HoloGS: Instant Depth-based 3D Gaussian Splatting with Microsoft HoloLens 2
Miriam Jäger, Theodor Kapler, Michael Feßenbecker, Felix Birkelbach, Markus Hillemann, Boris Jutzi
TL;DR
The paper introduces HoloGS, a workflow that enables instant 3D Gaussian Splatting using Microsoft HoloLens 2 data (RGB images, camera poses, and depth-derived point clouds) without traditional Structure from Motion preprocessing. It compares two initialization paths—external SfM data and internal HoloLens data—by training 3D Gaussians and densifying a point cloud, evaluated via PSNR and Chamfer Distance across two self-captured scenes. Results show that SfM initialization yields higher PSNR (e.g., Denker ~27.5, Ficus ~26.2) and better geometric accuracy (Chamfer ~0.02–0.05) than the on-device depth-based input (PSNR ~20.2–20.6, Chamfer ~0.30–0.60), with HoloLens reconstructions exhibiting artifacts and noise. The work demonstrates the feasibility of on-device, instant 3D reconstruction with potential for real-time mobile mapping, while outlining concrete avenues for improvement such as pose optimization during training and enhanced point-cloud extraction.
Abstract
In the fields of photogrammetry, computer vision and computer graphics, the task of neural 3D scene reconstruction has led to the exploration of various techniques. Among these, 3D Gaussian Splatting stands out for its explicit representation of scenes using 3D Gaussians, making it appealing for tasks like 3D point cloud extraction and surface reconstruction. Motivated by its potential, we address the domain of 3D scene reconstruction, aiming to leverage the capabilities of the Microsoft HoloLens 2 for instant 3D Gaussian Splatting.

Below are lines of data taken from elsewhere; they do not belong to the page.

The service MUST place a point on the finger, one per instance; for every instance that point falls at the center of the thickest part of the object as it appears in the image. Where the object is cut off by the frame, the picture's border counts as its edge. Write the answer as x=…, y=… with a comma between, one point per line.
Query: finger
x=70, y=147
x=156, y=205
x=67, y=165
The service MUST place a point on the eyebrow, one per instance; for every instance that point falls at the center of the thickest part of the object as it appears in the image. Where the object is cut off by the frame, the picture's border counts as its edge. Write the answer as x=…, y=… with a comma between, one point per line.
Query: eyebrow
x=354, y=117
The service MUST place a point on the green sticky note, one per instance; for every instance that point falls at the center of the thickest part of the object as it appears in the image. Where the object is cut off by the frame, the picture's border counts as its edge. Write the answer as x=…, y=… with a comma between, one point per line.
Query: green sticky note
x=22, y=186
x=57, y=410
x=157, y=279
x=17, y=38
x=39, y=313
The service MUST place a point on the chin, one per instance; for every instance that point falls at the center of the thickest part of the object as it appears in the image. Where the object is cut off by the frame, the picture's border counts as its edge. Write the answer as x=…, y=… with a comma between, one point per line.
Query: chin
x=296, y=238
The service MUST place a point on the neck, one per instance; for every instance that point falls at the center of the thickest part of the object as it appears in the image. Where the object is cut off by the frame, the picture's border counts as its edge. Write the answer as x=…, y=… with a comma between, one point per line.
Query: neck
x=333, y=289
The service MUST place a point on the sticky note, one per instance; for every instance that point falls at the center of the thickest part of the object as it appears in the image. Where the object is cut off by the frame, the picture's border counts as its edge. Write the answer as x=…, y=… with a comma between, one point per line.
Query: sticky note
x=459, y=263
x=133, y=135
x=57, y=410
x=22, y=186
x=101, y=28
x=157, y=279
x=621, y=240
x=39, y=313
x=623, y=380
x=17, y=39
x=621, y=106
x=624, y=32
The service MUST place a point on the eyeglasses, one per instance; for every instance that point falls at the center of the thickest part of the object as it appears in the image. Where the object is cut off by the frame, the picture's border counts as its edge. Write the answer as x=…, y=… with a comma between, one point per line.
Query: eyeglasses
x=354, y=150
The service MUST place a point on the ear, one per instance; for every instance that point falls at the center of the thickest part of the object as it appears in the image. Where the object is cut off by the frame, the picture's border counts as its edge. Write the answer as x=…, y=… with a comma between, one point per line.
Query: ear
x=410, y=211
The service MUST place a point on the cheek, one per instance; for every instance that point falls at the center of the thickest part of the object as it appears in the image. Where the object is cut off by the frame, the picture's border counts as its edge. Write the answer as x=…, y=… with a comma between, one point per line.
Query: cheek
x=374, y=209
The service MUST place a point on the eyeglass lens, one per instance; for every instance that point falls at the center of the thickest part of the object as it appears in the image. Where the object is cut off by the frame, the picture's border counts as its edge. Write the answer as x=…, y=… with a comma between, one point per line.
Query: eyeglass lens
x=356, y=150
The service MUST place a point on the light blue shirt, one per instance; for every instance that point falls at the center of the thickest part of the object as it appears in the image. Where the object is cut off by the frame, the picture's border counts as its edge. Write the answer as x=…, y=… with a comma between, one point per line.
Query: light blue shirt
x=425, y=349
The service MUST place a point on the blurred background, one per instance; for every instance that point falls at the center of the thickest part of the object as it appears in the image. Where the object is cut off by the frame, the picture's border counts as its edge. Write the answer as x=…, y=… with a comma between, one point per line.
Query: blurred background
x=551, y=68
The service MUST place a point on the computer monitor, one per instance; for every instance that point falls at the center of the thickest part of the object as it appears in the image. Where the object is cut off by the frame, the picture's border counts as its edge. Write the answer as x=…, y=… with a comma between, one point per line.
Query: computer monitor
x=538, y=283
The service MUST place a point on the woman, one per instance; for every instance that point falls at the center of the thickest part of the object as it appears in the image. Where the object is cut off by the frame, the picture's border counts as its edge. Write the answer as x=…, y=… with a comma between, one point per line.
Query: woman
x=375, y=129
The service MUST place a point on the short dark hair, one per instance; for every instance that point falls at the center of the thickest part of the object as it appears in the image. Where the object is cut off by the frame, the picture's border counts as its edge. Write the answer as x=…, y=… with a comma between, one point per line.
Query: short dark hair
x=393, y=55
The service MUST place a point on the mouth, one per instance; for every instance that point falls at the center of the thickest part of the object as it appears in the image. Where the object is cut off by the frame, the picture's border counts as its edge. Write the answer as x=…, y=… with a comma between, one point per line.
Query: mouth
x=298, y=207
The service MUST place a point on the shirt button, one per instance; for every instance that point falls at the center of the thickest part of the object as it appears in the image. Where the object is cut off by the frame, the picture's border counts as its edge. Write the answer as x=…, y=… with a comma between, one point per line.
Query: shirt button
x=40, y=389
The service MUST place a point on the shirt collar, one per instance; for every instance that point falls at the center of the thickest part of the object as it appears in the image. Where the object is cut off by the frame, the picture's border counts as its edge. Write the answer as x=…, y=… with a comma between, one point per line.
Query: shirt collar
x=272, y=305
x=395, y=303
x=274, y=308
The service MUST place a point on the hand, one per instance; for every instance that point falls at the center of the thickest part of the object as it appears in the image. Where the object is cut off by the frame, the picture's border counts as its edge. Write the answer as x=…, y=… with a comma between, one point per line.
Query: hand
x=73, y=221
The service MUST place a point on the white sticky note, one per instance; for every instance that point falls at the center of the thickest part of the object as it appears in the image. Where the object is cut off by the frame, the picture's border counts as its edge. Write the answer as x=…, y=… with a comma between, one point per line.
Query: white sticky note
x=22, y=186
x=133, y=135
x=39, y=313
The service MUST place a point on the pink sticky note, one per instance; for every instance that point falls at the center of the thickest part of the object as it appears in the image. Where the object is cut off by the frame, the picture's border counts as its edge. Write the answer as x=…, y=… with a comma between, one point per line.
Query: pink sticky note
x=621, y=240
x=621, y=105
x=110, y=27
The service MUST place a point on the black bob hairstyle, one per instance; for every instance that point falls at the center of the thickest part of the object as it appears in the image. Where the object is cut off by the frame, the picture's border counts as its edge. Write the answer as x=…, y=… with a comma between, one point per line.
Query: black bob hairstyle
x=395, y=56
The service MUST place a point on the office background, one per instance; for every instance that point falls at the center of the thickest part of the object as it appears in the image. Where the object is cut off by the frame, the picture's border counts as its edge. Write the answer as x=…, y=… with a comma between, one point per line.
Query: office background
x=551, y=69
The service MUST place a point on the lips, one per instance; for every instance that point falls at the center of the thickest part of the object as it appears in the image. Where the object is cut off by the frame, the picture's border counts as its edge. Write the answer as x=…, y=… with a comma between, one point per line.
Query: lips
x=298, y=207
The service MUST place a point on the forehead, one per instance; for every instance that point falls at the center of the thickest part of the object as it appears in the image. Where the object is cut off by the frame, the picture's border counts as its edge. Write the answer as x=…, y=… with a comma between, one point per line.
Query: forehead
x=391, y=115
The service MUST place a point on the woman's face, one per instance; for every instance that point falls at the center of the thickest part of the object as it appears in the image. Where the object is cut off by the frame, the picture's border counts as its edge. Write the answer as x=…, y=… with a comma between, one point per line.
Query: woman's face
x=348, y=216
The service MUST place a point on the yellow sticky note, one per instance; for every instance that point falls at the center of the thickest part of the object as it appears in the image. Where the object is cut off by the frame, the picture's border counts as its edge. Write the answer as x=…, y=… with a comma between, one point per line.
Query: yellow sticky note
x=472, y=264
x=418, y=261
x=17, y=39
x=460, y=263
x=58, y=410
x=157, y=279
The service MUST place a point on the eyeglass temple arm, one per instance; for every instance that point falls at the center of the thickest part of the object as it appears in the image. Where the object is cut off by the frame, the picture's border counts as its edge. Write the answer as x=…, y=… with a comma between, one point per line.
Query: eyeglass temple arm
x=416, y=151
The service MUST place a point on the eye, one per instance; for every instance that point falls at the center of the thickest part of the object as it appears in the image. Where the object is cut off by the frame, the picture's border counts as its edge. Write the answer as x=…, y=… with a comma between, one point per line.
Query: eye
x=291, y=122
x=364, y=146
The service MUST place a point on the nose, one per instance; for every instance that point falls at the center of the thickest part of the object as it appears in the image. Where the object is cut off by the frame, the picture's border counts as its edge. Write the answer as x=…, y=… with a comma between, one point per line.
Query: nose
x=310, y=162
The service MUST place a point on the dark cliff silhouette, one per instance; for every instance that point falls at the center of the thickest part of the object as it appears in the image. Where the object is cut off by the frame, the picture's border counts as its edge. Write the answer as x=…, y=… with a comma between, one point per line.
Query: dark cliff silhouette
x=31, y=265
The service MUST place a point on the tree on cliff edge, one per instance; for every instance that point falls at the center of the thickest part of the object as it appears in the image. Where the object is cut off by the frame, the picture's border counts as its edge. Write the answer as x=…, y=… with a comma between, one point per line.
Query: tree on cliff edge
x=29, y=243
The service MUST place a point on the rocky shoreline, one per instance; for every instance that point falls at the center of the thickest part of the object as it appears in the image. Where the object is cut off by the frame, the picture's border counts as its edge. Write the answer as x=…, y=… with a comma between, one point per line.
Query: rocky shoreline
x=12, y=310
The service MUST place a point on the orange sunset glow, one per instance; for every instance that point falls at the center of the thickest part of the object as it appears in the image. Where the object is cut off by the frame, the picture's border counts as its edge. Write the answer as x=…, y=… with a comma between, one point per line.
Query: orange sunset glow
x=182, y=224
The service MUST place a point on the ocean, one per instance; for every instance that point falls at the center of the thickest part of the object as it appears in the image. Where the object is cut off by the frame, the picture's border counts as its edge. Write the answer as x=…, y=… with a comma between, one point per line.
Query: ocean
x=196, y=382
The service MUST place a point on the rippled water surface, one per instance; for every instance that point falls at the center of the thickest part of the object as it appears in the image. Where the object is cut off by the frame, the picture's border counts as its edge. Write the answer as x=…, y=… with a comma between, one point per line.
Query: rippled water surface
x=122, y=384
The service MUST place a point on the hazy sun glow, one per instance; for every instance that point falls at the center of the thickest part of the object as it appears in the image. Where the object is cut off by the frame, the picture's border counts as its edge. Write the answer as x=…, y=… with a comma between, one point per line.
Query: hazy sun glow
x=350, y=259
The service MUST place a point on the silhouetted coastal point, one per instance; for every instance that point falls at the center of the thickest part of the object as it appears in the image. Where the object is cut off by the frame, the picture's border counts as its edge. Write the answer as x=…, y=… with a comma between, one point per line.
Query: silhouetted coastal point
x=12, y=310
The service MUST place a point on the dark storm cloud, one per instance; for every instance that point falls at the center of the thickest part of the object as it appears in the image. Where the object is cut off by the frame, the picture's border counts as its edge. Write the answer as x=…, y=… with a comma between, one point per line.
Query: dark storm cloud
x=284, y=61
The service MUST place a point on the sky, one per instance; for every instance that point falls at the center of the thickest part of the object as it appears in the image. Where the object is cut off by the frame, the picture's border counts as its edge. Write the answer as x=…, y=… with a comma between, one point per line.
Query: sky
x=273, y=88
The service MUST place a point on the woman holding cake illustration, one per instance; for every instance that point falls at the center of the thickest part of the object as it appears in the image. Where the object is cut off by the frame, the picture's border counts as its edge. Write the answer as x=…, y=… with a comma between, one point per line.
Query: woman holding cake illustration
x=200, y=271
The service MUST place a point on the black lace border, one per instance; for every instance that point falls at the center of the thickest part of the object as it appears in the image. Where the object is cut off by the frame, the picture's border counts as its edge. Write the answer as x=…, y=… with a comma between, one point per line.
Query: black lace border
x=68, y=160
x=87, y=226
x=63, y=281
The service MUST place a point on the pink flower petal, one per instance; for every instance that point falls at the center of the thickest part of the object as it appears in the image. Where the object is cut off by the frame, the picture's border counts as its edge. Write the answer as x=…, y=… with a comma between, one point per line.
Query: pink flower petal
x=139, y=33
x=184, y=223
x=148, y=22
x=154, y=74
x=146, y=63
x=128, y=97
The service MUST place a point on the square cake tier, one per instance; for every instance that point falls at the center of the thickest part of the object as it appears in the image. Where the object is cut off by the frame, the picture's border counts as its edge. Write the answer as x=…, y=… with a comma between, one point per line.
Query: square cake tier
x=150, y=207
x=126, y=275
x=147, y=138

We present HoloGS, a novel workflow utilizing HoloLens sensor data, which bypasses the need for pre-processing steps like Structure from Motion by instantly accessing the required input data i.e. the images, camera poses and the point cloud from depth sensing. We provide comprehensive investigations, including the training process and the rendering quality, assessed through the Peak Signal-to-Noise Ratio, and the geometric 3D accuracy of the densified point cloud from Gaussian centers, measured by Chamfer Distance. We evaluate our approach on two self-captured scenes: An outdoor scene of a cultural heritage statue and an indoor scene of a fine-structured plant. Our results show that the HoloLens data, including RGB images, corresponding camera poses, and depth sensing based point clouds to initialize the Gaussians, are suitable as input for 3D Gaussian Splatting.